Exam season is quickly approaching, and it’s officially the time of the year when I declare blueberries as my favorite food. Once again I find myself at Whole Foods, filling my cart with the last packs of organic blueberries I can find. My pre-exam ritual is one of the smartest things I’ve incorporated into my college life. How could you not want to munch on these luscious little berries as you sit in the library to write your 20-page lab report, or struggle to figure out what the deuterium isotope effect is?
As a pre-med student, I have developed a strong interest in brain health. I spend a lot of my time listening to podcasts and reading about the body, and I have realized how essential blueberries are to living a healthy life. When they’re ripe, blueberries emit a sweet taste, as they contain some sugar. Surprisingly though, they do not cause blood sugar spikes, since they are full of fiber and compounds such as anthocyanins, which ultimately lead to their slowed digestion. Apart from being delicious, they provide us with a variety of nutrients, vitamins, and minerals like vitamin C, potassium, and antioxidants, making them an incredible source of brain and body fuel. Several hundred years ago, blueberries were often used to lower fevers and calm digestive issues. Today, research shows that blueberries have anti-inflammatory properties that can be linked to a decrease in chronic inflammation and diseases, such as cancer and heart disease. Accordingly, it is not surprising that they top the list of my favorite berries. And what makes them even more appealing is the fact that blueberries last for weeks in the fridge (unlike raspberries, which often have mold on them before they’re even brought home from the store). Moreover, you can incorporate blueberries into almost any meal and any time of the day, which makes them perfect for a busy college student like me.
My preferences haven’t changed much as I’ve grown up. I have loved blueberries since I was a toddler. It’s not because they taste better than any other berry or fruit on the market, but because they’ve always been present at times when I’m doing things I love. In Sweden, my family often went on excursions to a nearby forest. Swedish forests are famous for being covered with small blueberry bushes, or as Scandinavian blueberries are actually called, bilberries. My brothers and I always picked and munched on them as we ran around in the woods.
Unlike the many types of blueberries one can find in the U.S., most European blueberries are always red or blue inside. My pre-school teachers helped us paint with the red juices from squished blueberries, so it was not rare for me to come home with my clothes stained by their juices.

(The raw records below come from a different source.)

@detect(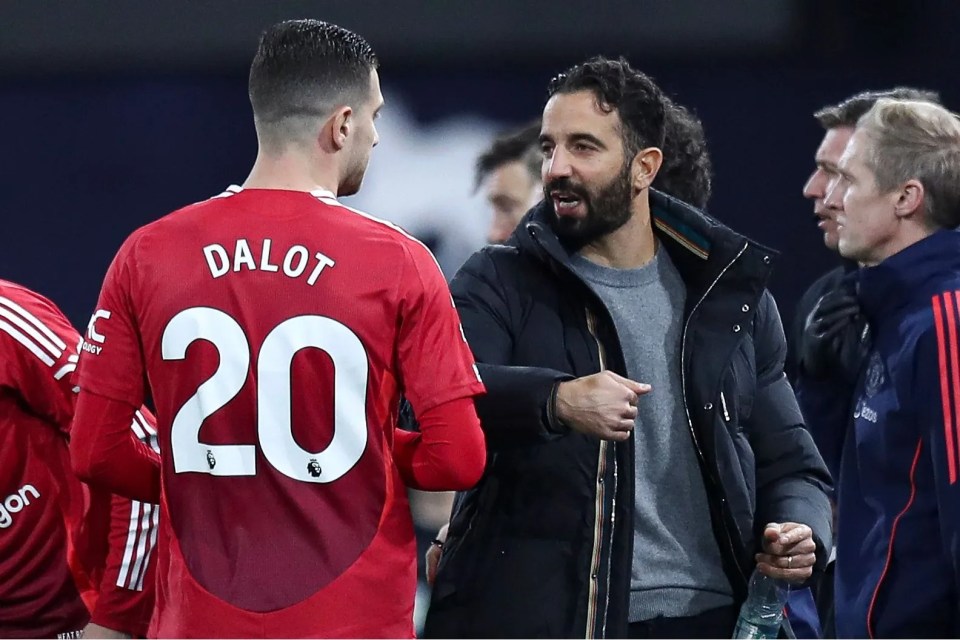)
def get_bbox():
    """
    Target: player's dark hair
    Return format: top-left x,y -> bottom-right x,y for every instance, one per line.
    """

These rich but balanced, tiny berries provide me with a sense of nostalgia. Now every time I buy them, they take me back to when I was little and didn’t have a care in the world.

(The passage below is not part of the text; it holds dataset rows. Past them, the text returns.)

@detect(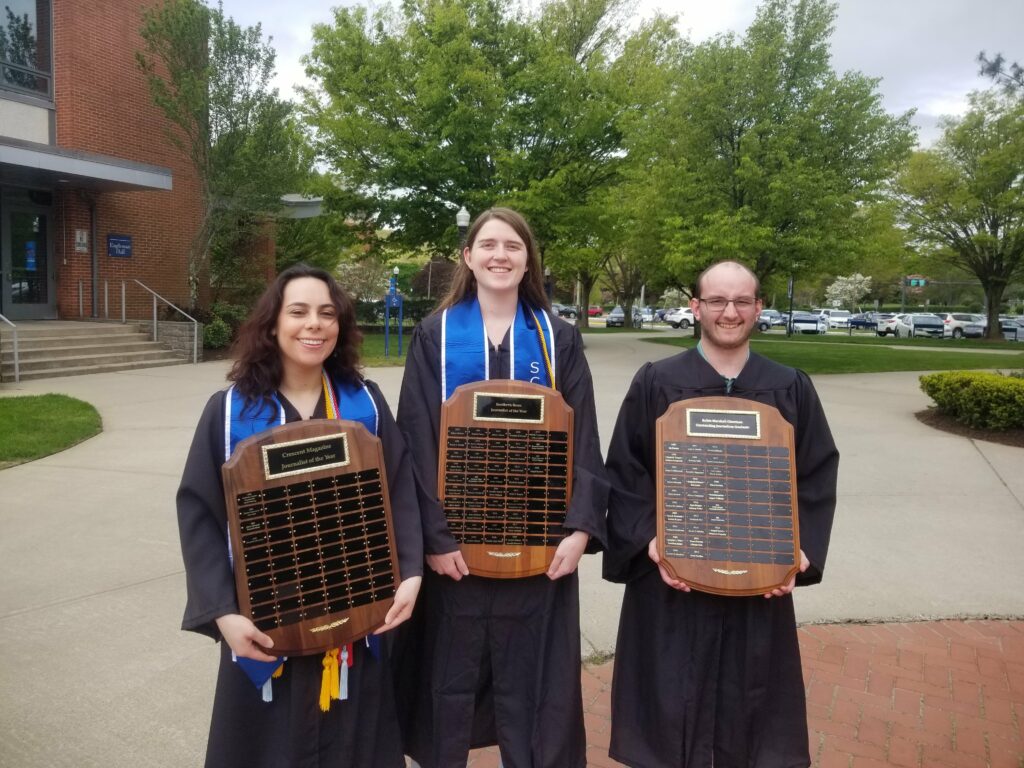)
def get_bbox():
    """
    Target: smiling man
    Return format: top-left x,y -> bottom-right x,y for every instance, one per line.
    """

These days, I find myself drawn to blueberries every time I have exams. It wasn’t until I was standing in the Whole Foods checkout line with six cartons of them that I began questioning why. Is it because of the unmatchable health benefits, or because of the anxiety relief that nostalgia provides me when I eat them? Perhaps it’s a combination of both. Regardless, I am forever thankful, and I will continue to buy out the blueberries at Whole Foods during every exam season until I graduate.